Der gesellschaftliche, strukturelle und demografische Wandel stellt neue Anforderungen an Qualifikationen. Berufliche Weiterbildung muss sich dieser Herausforderung stellen. Sie soll der Polarisierung durch die relative Zunahme gering- und hochqualifizierter Beschäftigung auf dem Arbeitsmarkt entgegenwirken und einen Beitrag zur Chancen-gleichheit leisten. Eine gute Ausbildung und lebensbegleitendes Lernen sind Grundlagen für die persönliche und berufliche Weiterentwicklung von Arbeitnehmer_innen, ihre Beschäftigungsfähigkeit und für den Erhalt der Wettbewerbsfähigkeit der Unternehmen. Weiterbildung eröffnet Chancen für alle. Sie
  • ermöglicht Integration in Gesellschaft und Arbeitsmarkt,

  • wirkt der steigenden Aufspaltung der Gesellschaft in oben und unten entgegen,

  • motiviert und öffnet Ausbildungs-, Weiterbildungs- und Aufstiegswege,

  • schafft einen gesellschaftlichen und volkswirtschaftlichen Gewinn.

Damit die berufliche Weiterbildung den Herausforderungen auch unter sich verändernden Bedingungen gewachsen ist, brauchen wir Verlässlichkeit der Standards und der beruflichen Perspektiven in der Weiterbildung.

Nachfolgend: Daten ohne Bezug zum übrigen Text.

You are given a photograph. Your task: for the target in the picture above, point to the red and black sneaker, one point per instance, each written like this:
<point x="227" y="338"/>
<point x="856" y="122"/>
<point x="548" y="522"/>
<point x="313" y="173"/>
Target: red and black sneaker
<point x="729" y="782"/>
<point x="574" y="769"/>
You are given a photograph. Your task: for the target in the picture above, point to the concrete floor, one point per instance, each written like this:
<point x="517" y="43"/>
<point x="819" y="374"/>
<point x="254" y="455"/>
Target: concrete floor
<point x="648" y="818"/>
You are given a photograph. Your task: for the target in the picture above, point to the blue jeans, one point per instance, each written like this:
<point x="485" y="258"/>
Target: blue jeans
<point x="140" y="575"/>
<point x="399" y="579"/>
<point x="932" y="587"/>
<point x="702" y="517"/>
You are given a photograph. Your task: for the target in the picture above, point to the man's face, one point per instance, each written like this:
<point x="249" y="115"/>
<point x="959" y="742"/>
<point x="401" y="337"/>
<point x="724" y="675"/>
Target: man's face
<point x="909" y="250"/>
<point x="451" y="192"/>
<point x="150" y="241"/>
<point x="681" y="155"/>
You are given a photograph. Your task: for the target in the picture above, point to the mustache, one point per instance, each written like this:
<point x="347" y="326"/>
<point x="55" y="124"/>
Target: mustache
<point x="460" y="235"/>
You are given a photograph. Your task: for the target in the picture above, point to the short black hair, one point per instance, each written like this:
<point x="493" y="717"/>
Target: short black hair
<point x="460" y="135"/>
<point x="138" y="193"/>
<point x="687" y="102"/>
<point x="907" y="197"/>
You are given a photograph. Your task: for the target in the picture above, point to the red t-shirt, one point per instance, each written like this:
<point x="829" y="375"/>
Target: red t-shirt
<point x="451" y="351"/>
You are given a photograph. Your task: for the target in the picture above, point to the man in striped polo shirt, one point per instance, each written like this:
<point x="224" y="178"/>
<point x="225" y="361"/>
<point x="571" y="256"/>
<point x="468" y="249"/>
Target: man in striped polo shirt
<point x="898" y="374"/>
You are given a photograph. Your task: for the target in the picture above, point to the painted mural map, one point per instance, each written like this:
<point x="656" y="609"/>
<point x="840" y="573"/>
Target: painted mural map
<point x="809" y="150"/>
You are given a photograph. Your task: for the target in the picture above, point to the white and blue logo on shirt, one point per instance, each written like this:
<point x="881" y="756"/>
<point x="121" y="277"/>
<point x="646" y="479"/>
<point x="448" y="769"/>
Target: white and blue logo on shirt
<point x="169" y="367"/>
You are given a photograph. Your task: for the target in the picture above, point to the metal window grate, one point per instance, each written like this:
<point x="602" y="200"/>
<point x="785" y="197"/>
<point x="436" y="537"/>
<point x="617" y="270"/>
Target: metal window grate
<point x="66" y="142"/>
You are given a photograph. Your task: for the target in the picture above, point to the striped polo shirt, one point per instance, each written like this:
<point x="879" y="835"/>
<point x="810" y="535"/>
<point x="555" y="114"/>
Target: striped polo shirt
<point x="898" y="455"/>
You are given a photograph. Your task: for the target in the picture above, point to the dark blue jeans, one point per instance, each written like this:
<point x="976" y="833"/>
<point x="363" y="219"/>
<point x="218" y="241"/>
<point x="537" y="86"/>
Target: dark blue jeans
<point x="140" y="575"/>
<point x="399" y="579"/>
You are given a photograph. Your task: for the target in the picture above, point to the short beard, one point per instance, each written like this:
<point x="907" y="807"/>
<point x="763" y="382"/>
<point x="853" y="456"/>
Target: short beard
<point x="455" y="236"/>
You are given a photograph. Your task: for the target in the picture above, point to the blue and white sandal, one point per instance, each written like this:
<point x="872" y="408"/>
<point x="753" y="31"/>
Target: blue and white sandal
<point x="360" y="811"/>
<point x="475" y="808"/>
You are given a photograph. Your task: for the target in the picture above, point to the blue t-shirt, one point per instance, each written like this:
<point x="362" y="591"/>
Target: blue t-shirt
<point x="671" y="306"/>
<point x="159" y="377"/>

Deshalb fordern wir eine aktive staatliche Weiterbildungspolitik. Sie muss gesetzliche Rahmenbedingungen schaffen, die das Recht auf Weiterbildung ebenso garantieren wie Lernzeiten und eine geregelte Finanzierung, mehr Beratung, Transparenz und Qualitätssicherung.
Das arbeitsmarktpolitische Instrument der öffentlich geförderten Beschäftigung muss weiterentwickelt werden. Es ist eine Möglichkeit, insbesondere arbeitsmarktferne Langzeitarbeitslose an die Anforderungen des ersten Arbeitsmarkts heranzuführen und ihre Chancen auf Teilhabe zu erhöhen.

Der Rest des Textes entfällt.